Yet, Greinke is nowhere close to a true power pitcher like Justin Verlander in his prime, or Pedro Martinez (10.0 career K/9).
This brings us back to 23-year-old Yordano Ventura.
Ventura throws the hardest average fastball of any starting pitcher in the majors. Fortunately, Ventura models himself on fellow Dominican Pedro Martinez—who led the A.L. in strikeout three times between 1999 and 2002.
Yordano Ventura did ring up a good number of hitters in his rookie season. He struck out 159 hitters in 183.0 innings pitched (IP) for a K/9 of 7.74. Yet, that season left Ventura far behind MLB strikeout leader David Price (271).
Part of the reason the Kansas City Royals have never had a strikeout king is that the franchise’s pitching coaches have tended to preach a pitch-to-contact philosophy to exploit Kauffman Stadium’s spacious outfield.

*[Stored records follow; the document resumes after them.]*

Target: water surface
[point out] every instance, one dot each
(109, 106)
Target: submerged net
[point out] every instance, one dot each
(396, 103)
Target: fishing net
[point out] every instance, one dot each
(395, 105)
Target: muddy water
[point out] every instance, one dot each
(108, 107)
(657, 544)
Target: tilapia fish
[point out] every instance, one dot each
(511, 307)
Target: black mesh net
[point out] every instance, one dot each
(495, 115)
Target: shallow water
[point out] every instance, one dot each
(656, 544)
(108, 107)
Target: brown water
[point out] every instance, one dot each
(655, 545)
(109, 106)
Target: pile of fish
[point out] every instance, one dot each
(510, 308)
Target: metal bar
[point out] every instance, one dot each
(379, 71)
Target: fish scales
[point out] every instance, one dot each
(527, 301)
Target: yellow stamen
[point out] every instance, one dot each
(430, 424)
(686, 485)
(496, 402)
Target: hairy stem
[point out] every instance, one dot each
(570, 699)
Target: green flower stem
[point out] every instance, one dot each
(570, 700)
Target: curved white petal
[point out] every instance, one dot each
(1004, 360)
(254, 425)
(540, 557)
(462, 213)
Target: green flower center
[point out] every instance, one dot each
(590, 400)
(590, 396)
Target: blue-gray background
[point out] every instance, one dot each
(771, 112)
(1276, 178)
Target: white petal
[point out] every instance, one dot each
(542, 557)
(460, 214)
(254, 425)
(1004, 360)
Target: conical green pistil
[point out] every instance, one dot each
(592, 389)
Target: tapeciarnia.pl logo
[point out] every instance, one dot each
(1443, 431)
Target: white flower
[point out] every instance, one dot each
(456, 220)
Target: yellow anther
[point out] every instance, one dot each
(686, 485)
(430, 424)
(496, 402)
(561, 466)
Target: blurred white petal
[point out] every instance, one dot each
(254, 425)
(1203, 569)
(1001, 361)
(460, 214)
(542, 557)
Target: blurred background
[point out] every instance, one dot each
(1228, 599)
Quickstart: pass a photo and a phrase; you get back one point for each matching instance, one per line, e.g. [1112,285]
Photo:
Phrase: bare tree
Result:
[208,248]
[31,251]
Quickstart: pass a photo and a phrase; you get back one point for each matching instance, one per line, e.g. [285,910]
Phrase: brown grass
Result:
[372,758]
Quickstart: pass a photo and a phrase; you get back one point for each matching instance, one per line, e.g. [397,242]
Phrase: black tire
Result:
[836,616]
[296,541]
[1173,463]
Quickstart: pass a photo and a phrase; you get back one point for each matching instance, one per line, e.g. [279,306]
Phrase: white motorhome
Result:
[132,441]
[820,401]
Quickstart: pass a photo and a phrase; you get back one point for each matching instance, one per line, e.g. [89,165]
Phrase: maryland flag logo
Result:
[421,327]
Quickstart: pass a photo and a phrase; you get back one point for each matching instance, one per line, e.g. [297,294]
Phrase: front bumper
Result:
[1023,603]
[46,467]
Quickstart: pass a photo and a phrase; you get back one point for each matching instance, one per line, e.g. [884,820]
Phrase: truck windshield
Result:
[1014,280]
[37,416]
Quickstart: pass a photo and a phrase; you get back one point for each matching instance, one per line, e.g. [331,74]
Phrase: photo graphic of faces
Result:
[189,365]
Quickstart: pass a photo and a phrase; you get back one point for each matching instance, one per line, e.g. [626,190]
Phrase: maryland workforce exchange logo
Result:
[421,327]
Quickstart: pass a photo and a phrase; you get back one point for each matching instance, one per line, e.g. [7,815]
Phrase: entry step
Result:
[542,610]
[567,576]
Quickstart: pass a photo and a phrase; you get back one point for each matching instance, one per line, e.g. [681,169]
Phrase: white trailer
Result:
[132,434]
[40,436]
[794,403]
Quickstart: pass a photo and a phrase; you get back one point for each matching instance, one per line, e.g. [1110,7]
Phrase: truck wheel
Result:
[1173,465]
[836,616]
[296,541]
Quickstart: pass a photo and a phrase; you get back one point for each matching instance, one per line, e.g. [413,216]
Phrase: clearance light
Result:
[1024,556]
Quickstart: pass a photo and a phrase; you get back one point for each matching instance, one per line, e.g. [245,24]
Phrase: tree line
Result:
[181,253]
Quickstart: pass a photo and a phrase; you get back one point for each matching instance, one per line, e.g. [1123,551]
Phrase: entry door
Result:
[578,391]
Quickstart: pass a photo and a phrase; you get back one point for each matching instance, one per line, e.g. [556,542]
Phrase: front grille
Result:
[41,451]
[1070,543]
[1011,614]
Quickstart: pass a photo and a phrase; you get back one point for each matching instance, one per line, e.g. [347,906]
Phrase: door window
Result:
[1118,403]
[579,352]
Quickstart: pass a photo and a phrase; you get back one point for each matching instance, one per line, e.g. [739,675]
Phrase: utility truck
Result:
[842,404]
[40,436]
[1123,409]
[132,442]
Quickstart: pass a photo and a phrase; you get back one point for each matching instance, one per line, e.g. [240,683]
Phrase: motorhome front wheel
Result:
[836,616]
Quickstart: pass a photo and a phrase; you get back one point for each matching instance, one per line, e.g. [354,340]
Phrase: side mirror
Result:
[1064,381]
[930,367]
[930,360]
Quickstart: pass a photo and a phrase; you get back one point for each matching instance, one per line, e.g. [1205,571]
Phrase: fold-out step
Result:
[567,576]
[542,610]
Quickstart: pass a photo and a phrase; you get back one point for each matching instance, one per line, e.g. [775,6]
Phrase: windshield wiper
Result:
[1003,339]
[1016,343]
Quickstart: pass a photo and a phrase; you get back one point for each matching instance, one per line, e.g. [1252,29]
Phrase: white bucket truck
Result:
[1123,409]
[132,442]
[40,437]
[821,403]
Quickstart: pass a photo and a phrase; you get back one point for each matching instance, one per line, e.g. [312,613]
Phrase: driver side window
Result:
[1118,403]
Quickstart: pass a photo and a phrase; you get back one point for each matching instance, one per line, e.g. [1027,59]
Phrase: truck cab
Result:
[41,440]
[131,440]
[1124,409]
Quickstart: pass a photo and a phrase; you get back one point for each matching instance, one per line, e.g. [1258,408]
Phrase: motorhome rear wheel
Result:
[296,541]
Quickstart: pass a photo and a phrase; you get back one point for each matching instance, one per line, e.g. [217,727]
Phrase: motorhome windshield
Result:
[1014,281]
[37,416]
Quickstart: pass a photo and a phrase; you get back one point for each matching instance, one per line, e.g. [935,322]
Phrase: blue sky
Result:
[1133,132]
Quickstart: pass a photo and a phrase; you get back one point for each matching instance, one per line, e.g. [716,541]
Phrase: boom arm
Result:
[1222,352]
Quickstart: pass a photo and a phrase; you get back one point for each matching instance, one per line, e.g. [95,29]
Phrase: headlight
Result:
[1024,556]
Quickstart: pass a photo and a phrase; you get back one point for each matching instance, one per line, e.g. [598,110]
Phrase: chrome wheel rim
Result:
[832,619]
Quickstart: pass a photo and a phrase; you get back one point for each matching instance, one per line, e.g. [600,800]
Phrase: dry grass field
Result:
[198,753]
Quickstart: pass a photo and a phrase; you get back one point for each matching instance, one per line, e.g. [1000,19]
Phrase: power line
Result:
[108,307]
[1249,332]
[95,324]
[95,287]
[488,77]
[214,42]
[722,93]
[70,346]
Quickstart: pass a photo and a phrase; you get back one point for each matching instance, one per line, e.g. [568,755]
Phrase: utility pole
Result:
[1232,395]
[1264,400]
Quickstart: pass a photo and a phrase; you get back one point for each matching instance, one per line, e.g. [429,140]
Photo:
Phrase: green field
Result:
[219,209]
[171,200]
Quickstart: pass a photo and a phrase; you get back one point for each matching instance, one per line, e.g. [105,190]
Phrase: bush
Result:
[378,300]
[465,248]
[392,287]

The other obstacle to Yordano Ventura becoming a strikeout king is his lack of secondary stuff. Ventura throws a decent curve, but his change-up is pretty much a straight, 90-mph offering that resembles a fastball for most other pitchers.
Even so, Ventura gets a decent 33.89% whiff per swing rate with his change—probably due to the contrast with his hard fastball. In fact, it’s the pitch MLB hitters are most likely to miss, compared with a 23.61% rate for his fourseam fastball, and 33.63% rate for his curve.
That Yordano Ventura can get hitters to miss what is mostly a straight change is a testament to his overwhelming hard stuff.
Thus we’re left with an irony: for Yordano Ventura to become a true power pitcher he needs to improve his slow stuff.
Until Ventura can develop a change with better action and a bigger velocity gap compared to his hard stuff, he will not become the first strikeout king in Kansas City Royals history.